As a Banglorean who has and continues to get the opportunity to travel around the country, one thing you often hear from individuals from other cities is how fortunate we are to have the opportunity to live in Bangalore. And most of the time this adulation for my city is not due to the sprawling and ever growing IT and BT sector that you often hear the certain influential rich talk about in the media. But the aam aadmi of this country genuinely envies residents of this metro city as they believe that unlike any other metro we have the best and incomparable climate and access to green spaces. Unfortunately like many others I respond with a “it’s not the same anymore,” and I can see the disappointment in their faces.
Bangalore was rightfully called the Garden City of this country because of its rich flora, renowned botanical gardens and abundant water bodies. I use the past tense as Bangalore chose to replace this title with the IT and BT capital of the country. Like many big cities of India, Bangalore has been subject to rapid urbanisation, unsustainable consumption and changing lifestyles. All of this has led to land transformations around the city which has caused a threat to our urban ecology and environment. This loss in ecology has serious consequences on the micro climate of the city which in turn affects the health of the people.

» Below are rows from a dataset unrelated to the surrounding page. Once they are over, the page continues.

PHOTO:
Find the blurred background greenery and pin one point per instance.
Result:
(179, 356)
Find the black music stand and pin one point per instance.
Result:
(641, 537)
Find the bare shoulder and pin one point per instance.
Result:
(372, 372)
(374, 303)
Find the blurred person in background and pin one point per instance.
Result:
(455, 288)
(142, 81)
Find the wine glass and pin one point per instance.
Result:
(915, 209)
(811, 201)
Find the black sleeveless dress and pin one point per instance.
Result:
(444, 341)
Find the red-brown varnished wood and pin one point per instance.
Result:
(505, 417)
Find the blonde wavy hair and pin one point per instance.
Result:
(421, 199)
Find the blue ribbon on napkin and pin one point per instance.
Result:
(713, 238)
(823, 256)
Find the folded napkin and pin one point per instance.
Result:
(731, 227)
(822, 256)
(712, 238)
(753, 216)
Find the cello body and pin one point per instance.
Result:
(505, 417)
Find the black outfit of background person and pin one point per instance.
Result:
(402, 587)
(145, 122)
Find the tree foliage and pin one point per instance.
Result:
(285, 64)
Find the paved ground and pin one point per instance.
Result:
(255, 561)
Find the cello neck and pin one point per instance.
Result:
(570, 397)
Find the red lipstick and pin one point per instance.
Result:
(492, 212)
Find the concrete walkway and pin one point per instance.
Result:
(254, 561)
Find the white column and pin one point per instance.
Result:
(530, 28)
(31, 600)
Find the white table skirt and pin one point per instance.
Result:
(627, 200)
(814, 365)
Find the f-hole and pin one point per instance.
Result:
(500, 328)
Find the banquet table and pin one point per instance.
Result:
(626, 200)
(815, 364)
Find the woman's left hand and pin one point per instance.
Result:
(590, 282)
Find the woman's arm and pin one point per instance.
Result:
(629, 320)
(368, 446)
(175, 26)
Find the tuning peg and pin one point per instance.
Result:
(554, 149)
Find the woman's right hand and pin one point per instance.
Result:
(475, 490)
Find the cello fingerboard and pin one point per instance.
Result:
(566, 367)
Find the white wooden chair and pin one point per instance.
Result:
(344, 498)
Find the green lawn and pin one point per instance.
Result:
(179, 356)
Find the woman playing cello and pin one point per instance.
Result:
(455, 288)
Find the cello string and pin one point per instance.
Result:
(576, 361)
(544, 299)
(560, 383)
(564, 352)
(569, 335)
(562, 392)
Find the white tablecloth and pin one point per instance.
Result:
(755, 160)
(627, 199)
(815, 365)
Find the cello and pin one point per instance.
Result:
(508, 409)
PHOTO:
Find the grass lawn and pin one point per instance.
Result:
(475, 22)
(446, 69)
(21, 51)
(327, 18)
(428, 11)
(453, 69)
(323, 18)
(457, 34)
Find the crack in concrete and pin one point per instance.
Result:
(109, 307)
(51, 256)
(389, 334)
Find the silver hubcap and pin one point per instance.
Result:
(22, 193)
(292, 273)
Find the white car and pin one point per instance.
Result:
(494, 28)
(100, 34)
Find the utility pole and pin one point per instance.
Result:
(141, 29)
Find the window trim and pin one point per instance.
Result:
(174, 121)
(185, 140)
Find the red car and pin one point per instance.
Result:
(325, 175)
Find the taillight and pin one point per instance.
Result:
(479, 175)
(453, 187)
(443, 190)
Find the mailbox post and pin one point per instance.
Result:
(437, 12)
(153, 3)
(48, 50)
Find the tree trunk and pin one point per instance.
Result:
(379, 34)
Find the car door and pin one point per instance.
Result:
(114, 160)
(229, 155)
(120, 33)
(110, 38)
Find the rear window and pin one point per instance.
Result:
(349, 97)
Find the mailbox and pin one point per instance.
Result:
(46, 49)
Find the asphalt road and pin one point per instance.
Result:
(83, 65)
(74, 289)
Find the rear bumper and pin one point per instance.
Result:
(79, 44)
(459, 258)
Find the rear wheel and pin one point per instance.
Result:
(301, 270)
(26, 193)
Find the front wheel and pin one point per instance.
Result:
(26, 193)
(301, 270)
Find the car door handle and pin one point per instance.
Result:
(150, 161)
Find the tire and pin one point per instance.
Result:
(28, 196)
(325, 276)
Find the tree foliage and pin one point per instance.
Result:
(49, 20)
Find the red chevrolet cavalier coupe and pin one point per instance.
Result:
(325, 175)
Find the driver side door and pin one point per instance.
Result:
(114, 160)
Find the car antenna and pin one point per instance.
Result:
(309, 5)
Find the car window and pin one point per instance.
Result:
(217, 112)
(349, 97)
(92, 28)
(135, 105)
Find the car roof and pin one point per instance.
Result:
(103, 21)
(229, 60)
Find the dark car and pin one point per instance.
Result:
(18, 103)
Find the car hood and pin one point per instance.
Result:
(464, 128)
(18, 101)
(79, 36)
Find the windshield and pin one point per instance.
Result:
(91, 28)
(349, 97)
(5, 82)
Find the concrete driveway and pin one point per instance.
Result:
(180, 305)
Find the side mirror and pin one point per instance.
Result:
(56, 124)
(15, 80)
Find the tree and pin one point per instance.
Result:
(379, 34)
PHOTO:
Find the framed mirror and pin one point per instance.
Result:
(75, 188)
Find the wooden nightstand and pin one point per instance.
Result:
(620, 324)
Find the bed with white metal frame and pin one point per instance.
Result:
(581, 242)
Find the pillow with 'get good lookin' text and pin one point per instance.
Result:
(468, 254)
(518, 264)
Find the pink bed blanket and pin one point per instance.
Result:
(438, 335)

Research suggests that the degradation of Bangalore’s environment is taking place much faster as the changes that took place over 30 years in the past are now happening in a much smaller time frame of 5 years. Today there is a decline of 76% of our vegetation cover and 79% in our water bodies and apart from the urban sprawl this can also be attributed to the haphazard and unplanned development by our governing bodies, the BBMP and the BDA.
In the last two or three years Bangalore has lost over 50,000 trees in the name of development activities. Most of these trees are over 150 years old and form a huge part of our culture and heritage. The axing of trees overnight, that have taken many years to grow can be termed under illogical and not sustainable development. This forest cover within the city is a carbon sink and helps in maintaining Bangalore’s pleasant climate that we as Bangloreans take pride in. While the BBMP as per law is supposed to follow a long legal process of consulting with the public before they can cut down trees in public spaces. We have seen in the case at Sankey Road that no such process was adhered to and after a closed door auction for timber, 17 trees were illegally felled and no member of BBMP was pulled up or held accountable.
Similarly lakes, tanks and wetlands are vanishing or drying up very quickly from around the city either due to private encroachments or pollution from industrial effluents. These water bodies are known to be an ecological barometer of any city, recharge the groundwater, play a role in regulating our climate and are spots of biodiversity. In 2008, the High Court of Karnataka had ordered an independent investigation into the privatisation of lakes throughout Karnataka. The finding of the investigation and subsequent order was very clear that they are not to be developed for commercial use and should be preserved and maintained in good condition. Despite the fact that these water bodies are of utmost importance and the judicial decision, privatisation and exploitation of these lakes continues around Bangalore.
While our forest cover and lakes are sacrificed in the name of development or for private interests, our farmlands in Bangalore have been sold to real estate barons and that has triggered a shortage of vegetables and price escalation. Twelve years ago, the city sourced its greens and vegetables from its green feeder zones but with agriculture replaced by real estate, areas within a radius of 100km around the city have stopped growing vegetables. As consumers we often have a huge problem with increased prices of vegetables and are often quick to blame the farmer or shop owner without realising that one of the main reasons is land being deviated away from farming for private players.
Bangalore’s environment has changed tremendously and we have lost more than we have gained over the years. Apart from losing our green cover, water bodies and plantations, we have adopted many more problems which cannot be wished away in the name of development. Most of the answer to our problems lies in preserving and nurturing our ecology and finding solutions in the sustainable use of our land and learning to live with nature. I believe that the real treasure that we pass on to our future generations is not the concrete that we have created destroying our environment but instead a truly sustainable garden city.